Um estudo em andamento, desenvolvido por pesquisadores do projeto “Araguaia Vivo” e outras iniciativas, revela que a planície do Araguaia possui uma complexa diversidade biogeográfica, organizada em diferentes ecorregiões. As investigações, que envolvem cientistas de várias áreas, têm como objetivo entender a biodiversidade e a qualidade ambiental da região.
Os dados mais recentes, coletados em 2023, indicam que a biodiversidade aquática do Araguaia não é uniformemente distribuída. As pesquisas demonstram que diferentes trechos da planície abrigam comunidades biológicas variadas, influenciadas pela dinâmica das águas e pela história ecológica local.

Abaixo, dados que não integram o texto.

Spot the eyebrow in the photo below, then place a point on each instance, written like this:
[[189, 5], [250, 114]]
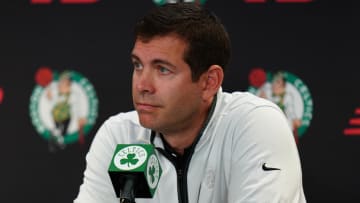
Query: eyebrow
[[155, 61]]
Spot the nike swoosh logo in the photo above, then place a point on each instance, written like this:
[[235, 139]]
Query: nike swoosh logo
[[265, 168]]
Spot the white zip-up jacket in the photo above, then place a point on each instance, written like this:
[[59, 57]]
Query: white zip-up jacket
[[246, 153]]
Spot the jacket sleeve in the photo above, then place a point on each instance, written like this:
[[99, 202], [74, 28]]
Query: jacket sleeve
[[97, 186], [265, 165]]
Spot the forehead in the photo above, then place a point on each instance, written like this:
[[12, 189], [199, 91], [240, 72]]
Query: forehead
[[160, 45]]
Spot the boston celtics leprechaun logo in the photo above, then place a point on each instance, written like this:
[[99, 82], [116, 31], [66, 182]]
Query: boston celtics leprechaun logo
[[63, 107], [287, 91]]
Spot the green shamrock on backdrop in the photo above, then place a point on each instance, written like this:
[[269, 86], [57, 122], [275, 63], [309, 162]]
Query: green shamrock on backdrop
[[130, 160]]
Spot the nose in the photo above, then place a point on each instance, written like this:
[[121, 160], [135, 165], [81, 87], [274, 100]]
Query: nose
[[143, 82]]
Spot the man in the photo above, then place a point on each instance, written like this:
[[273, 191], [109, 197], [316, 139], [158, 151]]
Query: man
[[215, 147]]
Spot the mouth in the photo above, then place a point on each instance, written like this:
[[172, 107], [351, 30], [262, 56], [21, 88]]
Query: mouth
[[145, 107]]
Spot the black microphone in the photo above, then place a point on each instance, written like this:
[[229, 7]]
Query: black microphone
[[134, 171]]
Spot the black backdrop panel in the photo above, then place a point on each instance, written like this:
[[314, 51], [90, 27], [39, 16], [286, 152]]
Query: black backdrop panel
[[317, 41]]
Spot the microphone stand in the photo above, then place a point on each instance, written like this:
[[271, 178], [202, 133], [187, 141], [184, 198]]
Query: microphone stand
[[127, 192]]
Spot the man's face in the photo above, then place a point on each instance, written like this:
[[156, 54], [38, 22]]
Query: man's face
[[165, 97]]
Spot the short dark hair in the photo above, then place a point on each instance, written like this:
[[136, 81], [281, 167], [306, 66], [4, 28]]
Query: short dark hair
[[208, 41]]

Características das ecorregiões
Os resultados preliminares sugerem que a organização das ecorregiões segue padrões espaciais definidos. Regiões separadas por longas distâncias podem compartilhar características biológicas, enquanto áreas próximas podem apresentar grande diversidade. Essa estruturação revela que a distribuição da vida aquática é resultado de processos ecológicos e históricos que atuam ao longo da rede hidrográfica.
A pesquisa destaca que a planície do Araguaia é composta por ecossistemas heterogêneos. Entender essa organização é crucial para a conservação de uma das bacias hidrográficas mais significativas do Cerrado brasileiro.
Definição de ecorregiões
Ecorregiões são áreas que compartilham características ambientais e biológicas semelhantes, mesmo pertencendo à mesma bacia hidrográfica. No caso da planície de inundação do Araguaia, as ecorregiões são definidas predominantemente pelos rios que a atravessam. Cada rio, como o Araguaia e seus afluentes, influencia a biodiversidade local por meio de suas condições ambientais específicas.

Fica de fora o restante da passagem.